Pertama mantan Bupati Batang Jawa Tengah. Yoyok Riyo Sudibyo. Mantan perwira TNI ini menorehkan prestasi liar biasa. Khususnya soal transparansi anggaran. Demo mencegah korupsi pejabatnya, Yoyok setiap tahun menggelar festival anggaran. Ini cara Yoyok mengefektifkan APBD yang selalu dibawah 2 T dan PAD nya dibawah 200 Milyar. Efektif penggunaan. Efektif pengawasan. APBD tidak dibuat dan dieksekusi secara sembunyi-sembunyi. Semua terang benderang. Semua warga bisa mengakses peruntukan anggaran. Padahal dalam setiap penyusunan anggaran pemerintah daerah selalu menyisipkan anggaran sosialisasi. Salah satu bentuknya dengan memperbanyak salinan APBD untuk ditelaah publik.

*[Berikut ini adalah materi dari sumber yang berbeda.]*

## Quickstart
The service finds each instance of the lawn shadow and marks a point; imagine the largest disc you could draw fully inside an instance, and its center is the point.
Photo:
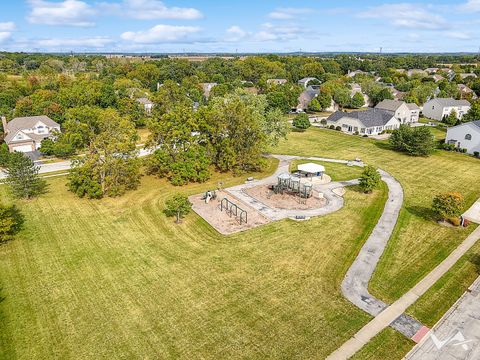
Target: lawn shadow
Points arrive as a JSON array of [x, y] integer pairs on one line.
[[475, 260], [422, 212]]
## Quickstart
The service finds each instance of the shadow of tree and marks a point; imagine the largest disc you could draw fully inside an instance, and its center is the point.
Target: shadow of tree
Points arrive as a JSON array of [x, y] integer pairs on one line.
[[475, 260], [422, 212]]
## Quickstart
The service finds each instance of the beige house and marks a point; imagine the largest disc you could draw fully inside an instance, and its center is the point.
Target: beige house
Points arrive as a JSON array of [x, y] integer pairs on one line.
[[438, 108], [404, 113], [25, 134], [367, 122]]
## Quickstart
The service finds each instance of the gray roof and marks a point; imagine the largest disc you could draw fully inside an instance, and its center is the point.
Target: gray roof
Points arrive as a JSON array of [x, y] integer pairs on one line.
[[413, 106], [390, 105], [27, 122], [369, 118], [451, 102]]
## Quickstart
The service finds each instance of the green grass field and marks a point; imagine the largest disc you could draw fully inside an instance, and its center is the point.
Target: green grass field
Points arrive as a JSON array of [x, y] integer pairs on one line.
[[116, 279]]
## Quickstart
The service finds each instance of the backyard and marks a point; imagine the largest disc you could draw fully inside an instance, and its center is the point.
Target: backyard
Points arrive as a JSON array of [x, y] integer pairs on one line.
[[117, 279]]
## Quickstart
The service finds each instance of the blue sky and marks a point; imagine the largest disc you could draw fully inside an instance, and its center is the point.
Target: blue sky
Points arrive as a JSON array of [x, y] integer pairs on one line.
[[243, 26]]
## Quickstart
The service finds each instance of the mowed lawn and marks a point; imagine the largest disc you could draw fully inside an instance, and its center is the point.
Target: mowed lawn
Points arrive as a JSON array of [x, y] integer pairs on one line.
[[418, 244], [116, 279]]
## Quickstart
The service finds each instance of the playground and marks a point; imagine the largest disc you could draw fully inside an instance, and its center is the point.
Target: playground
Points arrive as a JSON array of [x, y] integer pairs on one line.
[[300, 195]]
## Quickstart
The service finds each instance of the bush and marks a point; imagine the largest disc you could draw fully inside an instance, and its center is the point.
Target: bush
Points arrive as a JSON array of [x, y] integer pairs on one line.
[[11, 221], [370, 179], [448, 205], [301, 122]]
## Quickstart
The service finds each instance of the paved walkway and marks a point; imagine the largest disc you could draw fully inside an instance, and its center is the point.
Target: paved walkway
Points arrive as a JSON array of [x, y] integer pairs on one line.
[[387, 316], [355, 284], [334, 201], [457, 334]]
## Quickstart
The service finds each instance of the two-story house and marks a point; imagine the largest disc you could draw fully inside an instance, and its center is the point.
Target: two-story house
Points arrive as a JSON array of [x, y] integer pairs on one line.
[[438, 108], [25, 134]]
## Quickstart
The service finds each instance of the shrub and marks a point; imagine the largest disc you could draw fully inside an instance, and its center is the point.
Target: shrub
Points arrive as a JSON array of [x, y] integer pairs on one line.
[[370, 179], [447, 205]]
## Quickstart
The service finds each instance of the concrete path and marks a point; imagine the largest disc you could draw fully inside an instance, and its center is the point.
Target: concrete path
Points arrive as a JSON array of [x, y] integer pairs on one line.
[[334, 201], [473, 214], [457, 334], [392, 312], [355, 284]]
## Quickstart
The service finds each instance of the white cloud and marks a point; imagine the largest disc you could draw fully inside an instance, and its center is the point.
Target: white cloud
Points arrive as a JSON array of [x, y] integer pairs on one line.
[[68, 12], [94, 42], [271, 32], [7, 26], [160, 34], [288, 13], [460, 35], [151, 9], [407, 15], [6, 29], [471, 5], [236, 33]]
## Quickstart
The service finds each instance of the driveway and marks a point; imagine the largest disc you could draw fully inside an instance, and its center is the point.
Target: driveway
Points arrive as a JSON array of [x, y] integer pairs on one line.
[[457, 335]]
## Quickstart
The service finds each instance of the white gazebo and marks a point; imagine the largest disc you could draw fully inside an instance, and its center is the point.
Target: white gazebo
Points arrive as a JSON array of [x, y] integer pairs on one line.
[[311, 169]]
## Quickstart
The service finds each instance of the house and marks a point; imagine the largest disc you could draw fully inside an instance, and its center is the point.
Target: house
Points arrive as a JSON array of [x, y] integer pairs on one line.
[[414, 112], [355, 89], [277, 81], [397, 94], [399, 109], [207, 88], [147, 105], [438, 108], [367, 122], [25, 134], [431, 70], [304, 82], [467, 75], [465, 91], [306, 96], [465, 136]]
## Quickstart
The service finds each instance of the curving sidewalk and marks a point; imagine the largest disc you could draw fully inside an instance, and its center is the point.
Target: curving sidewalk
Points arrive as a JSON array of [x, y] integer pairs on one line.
[[355, 284]]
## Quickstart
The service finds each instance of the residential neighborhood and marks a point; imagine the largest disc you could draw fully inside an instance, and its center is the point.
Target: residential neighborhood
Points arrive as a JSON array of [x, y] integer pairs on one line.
[[242, 180]]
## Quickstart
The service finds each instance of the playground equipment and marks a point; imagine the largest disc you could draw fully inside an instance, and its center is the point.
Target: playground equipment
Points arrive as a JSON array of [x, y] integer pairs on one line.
[[233, 209], [293, 185], [209, 195]]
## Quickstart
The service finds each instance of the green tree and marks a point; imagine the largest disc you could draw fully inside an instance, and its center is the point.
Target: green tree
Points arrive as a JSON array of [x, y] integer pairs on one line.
[[177, 205], [357, 101], [110, 167], [448, 205], [451, 119], [315, 105], [418, 141], [179, 155], [11, 221], [301, 122], [22, 176], [370, 179]]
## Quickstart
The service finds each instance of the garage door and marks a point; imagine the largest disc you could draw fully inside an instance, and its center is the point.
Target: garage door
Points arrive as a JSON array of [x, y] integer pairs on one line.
[[23, 148]]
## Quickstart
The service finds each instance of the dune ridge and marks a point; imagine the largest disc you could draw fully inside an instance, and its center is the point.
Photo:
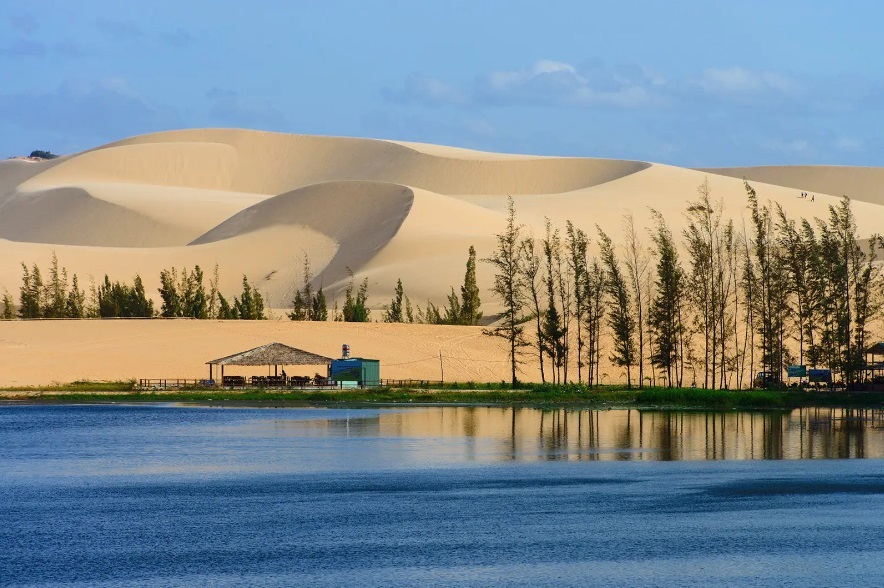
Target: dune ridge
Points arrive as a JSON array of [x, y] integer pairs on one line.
[[255, 202], [859, 183]]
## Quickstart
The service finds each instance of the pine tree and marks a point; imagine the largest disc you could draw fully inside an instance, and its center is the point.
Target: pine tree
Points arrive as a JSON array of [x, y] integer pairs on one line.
[[55, 294], [620, 317], [36, 293], [530, 268], [171, 306], [225, 311], [636, 262], [666, 307], [595, 315], [453, 311], [299, 307], [198, 304], [320, 307], [553, 331], [29, 305], [354, 309], [8, 308], [470, 302], [771, 289], [139, 305], [393, 313], [577, 262], [212, 310], [510, 289], [250, 304], [76, 300]]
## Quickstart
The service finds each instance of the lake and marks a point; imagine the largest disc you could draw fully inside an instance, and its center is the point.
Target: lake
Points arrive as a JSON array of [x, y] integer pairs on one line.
[[163, 495]]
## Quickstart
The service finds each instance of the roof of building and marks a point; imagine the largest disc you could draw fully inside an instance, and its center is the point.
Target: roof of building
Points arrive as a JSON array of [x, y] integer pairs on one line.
[[877, 348], [272, 354]]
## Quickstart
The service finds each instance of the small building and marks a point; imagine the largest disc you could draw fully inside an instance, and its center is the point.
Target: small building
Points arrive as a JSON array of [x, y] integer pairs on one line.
[[272, 355], [356, 371]]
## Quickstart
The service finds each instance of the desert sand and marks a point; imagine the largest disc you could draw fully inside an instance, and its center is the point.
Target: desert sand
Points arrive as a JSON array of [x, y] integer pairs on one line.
[[255, 203]]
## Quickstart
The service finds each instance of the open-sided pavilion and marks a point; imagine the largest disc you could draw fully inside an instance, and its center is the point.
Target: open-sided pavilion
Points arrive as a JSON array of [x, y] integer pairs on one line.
[[273, 355]]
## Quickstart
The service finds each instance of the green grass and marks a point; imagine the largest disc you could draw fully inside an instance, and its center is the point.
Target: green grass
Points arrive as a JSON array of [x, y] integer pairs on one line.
[[79, 386], [465, 393]]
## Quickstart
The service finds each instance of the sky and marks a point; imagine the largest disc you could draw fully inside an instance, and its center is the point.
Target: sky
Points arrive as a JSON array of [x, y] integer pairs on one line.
[[684, 82]]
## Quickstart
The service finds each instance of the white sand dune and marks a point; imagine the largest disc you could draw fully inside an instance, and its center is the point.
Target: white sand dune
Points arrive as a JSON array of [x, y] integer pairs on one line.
[[36, 353], [255, 203], [859, 183]]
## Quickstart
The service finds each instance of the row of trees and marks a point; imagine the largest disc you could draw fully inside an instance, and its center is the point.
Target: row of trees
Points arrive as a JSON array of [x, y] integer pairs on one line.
[[463, 309], [182, 295], [310, 305], [745, 298]]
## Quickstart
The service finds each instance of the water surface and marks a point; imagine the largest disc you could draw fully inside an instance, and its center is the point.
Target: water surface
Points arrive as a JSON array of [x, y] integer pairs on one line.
[[453, 496]]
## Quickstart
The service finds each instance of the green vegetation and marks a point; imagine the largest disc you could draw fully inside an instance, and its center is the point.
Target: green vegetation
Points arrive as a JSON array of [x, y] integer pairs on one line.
[[43, 154], [355, 309], [182, 296], [502, 394], [308, 305]]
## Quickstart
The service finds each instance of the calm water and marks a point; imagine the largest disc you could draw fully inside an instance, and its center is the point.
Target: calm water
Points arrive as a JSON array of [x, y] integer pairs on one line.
[[184, 496]]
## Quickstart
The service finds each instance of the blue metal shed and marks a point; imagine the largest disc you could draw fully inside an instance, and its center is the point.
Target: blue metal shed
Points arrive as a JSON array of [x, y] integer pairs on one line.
[[356, 371]]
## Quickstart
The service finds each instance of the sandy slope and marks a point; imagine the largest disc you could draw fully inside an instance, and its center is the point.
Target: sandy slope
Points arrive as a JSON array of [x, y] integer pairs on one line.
[[859, 183], [40, 352], [255, 203]]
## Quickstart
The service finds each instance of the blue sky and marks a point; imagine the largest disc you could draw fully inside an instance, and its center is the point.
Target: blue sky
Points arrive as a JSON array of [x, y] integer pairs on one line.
[[691, 83]]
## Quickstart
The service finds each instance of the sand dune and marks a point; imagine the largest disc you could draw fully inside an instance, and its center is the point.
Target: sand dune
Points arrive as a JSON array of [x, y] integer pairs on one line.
[[272, 163], [40, 352], [859, 183], [72, 216], [255, 203]]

Tapi banyak daerah yang seperti enggan anggarannya diketahui. Hal ini tak boleh terjadi lagi. Efektivitas penggunaan anggaran bisa diketahui oleh nyaris semua penduduk. Tercegah jika ada dinas yang berusaha menyisipkan anggaran untuk yang tak produktif. Upaya main mata antara legislatif dan eksekutif pun terminimalisir.
Saat mencalonkan sebagi Bupati Yoyok bukan sosok yang populer. Tak diunggulkan. Yoyok menjabat jadi Bupati Batang sejak 2012 hingga 2017. Apresiasi terhadap upaya transparansinya, Yoyok dianugrahi piala Bung Hatta Award. Bukankah Batang kerap menjadi tempat studi banding para pejabat? Saat studi banding belajar apa?
Jika ingin belajar soal keberpihakan kepada ekonomi lokal, maka calon para calon bupati harus belajar ke Kabupaten Kulon Progo. Program beli dan bela yang digagas oleh Bupati Kulonproga kala itu Hasto Wardoyo. Tahun 2011 program digagas tahun 2013 kemiskinan di Kulonprogo turun 8 persen.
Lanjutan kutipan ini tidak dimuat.